The main fictional weakness of
Nineteen Eighty-Four
lies here. There is an insufficiency of conflict between the individual's view of love and the State's. Winston and Julia do not oppose to Big Brother the strength of a true marital union and, by extension, the values of the family. They have fornicated clandestinely and been caught naked in the act. There is a sad moment when Julia, whose sole notion of freedom is the right to be sexually promiscuous, gives Winston a potted history of her love affairs. Winston rejoices in her corruption, and Orwell seems to abet the false antithesis – oppose to the moral evils of the State the moral evils of the individual. And yet, as we know, the history of Orwell's own love life is one of trust and devotion: he was not extrapolating a frustration in his fiction. He was perhaps merely being prophetic. In 1984, whether Big Brother is there or not, the traditional view of love will have disappeared, and through no fault of the repressive State.

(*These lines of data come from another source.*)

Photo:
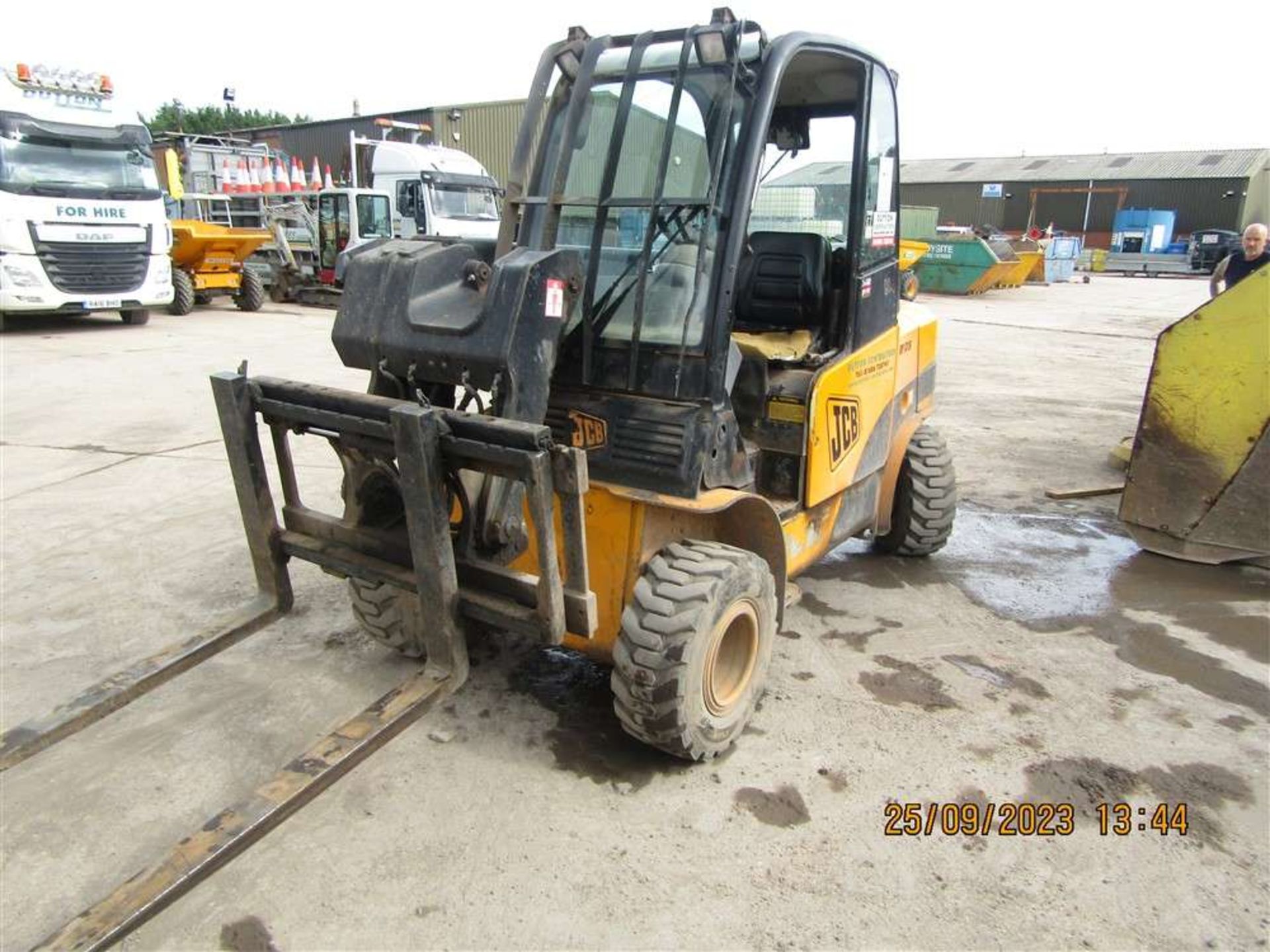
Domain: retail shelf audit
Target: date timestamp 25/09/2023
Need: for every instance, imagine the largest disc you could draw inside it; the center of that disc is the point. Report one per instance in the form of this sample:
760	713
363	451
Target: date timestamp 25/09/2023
1028	819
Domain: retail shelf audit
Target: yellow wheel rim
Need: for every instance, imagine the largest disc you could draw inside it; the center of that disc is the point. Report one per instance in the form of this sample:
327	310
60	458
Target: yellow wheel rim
732	656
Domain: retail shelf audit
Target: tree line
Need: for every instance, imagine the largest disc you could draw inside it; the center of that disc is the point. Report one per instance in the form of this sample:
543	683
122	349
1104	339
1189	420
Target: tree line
210	120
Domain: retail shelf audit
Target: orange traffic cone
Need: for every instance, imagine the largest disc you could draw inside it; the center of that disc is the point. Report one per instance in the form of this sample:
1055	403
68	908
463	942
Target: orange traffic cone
281	183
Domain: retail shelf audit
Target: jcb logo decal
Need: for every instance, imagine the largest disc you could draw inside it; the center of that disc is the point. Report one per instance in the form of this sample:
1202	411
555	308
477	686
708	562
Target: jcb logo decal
588	432
843	428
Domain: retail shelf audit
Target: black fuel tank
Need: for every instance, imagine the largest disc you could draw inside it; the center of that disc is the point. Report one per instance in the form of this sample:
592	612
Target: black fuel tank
440	313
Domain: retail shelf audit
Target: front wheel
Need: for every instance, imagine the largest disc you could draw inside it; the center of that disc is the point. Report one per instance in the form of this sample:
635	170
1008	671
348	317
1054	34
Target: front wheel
921	520
693	654
183	298
389	615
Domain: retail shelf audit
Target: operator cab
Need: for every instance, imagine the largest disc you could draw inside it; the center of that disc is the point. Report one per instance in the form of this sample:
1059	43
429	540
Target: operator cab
705	179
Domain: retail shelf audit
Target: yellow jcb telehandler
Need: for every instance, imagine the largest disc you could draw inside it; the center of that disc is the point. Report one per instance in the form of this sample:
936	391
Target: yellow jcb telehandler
624	427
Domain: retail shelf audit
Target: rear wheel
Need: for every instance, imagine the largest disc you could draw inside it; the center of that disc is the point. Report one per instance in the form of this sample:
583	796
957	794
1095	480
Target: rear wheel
251	295
694	649
921	520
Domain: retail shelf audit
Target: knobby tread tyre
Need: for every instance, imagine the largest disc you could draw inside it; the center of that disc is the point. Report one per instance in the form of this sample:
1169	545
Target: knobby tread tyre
388	615
251	296
925	498
659	658
183	294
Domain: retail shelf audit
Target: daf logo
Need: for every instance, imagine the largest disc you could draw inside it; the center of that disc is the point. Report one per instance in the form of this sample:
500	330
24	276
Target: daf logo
588	432
843	428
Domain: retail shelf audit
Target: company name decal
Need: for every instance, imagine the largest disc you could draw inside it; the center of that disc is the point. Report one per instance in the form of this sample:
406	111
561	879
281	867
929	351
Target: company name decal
95	212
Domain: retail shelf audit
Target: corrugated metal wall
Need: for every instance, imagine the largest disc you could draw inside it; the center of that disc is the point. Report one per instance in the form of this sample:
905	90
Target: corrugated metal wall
486	131
1256	206
1201	204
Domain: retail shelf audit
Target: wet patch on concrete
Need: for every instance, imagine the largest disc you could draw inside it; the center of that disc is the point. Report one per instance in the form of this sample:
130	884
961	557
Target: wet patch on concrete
1083	575
588	740
906	684
821	610
857	640
1248	634
247	935
977	668
1150	648
780	808
836	779
1086	782
1129	695
1236	723
854	561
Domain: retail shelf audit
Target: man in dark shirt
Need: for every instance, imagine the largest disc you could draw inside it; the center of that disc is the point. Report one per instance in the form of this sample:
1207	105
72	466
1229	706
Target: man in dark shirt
1236	267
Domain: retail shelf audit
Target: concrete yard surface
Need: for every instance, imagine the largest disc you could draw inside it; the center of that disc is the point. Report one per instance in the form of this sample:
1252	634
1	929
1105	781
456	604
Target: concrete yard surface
1040	658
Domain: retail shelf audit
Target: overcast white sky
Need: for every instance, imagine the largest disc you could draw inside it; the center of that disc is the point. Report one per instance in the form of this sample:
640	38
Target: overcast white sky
977	78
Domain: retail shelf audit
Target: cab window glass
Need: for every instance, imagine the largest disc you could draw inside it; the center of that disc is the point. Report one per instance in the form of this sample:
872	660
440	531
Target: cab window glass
810	190
372	218
878	241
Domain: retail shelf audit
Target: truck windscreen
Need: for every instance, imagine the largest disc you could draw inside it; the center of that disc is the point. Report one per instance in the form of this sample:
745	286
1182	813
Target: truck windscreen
464	202
70	168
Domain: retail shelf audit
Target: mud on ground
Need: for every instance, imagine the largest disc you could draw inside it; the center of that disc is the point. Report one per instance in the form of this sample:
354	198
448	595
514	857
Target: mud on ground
1040	658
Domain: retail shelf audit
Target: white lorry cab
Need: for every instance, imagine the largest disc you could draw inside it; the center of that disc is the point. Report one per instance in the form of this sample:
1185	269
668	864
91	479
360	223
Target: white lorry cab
435	190
81	216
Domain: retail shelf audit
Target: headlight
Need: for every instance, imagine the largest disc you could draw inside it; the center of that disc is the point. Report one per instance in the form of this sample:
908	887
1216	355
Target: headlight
22	276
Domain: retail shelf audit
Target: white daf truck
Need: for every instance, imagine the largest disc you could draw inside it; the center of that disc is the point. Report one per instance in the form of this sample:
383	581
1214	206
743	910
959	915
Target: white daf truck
435	190
81	216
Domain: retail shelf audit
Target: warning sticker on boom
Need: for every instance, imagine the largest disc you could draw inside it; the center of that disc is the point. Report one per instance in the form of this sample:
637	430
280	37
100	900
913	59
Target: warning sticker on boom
556	299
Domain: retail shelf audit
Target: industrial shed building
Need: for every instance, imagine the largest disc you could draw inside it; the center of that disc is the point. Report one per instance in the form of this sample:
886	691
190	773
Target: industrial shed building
1080	193
483	130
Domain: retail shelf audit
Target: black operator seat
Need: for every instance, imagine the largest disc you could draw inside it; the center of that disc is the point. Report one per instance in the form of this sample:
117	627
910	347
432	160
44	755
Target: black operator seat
784	282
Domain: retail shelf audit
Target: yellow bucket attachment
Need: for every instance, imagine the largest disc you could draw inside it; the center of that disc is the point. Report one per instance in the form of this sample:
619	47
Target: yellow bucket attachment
910	252
1198	485
1017	276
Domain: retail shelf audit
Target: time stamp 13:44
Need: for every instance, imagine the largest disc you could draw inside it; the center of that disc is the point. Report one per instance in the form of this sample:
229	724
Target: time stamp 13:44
1011	819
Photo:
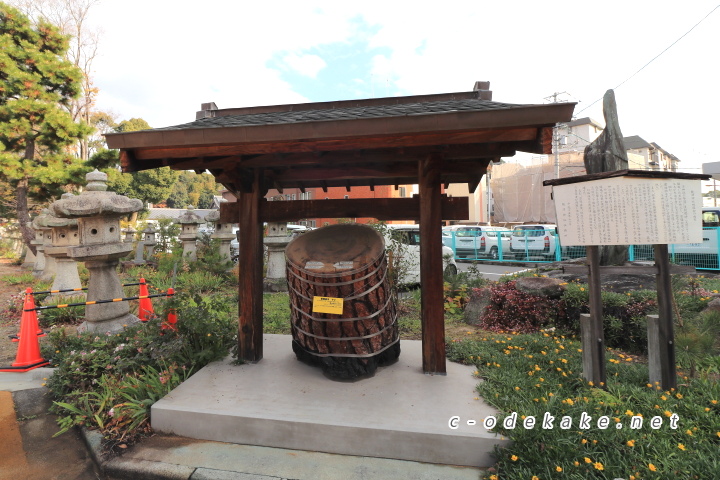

One of the achievements of American civilization is the devaluation of the institution of marriage. This has had much to do with the Puritan condemnation of adultery as a deadly sin; the scarlet letter is burnt into
the American soul. Divorce is preferable to adultery, divorce sometimes being a euphemism for serial polygamy. But divorce is rarely presented, in American fiction or American life, as the wholly regrettable, unavoidable, last-resort surgical operation of a less permissive tradition. Love is a sort of car that has to be replaced by a newer model. It is an electric light bulb whose hours of illumination are numbered. It is equated, as in the mind of Orwell's Julia, with sexual desire. Sexual desire does not die, but it requires a change of object. Like hatred, it is a gun.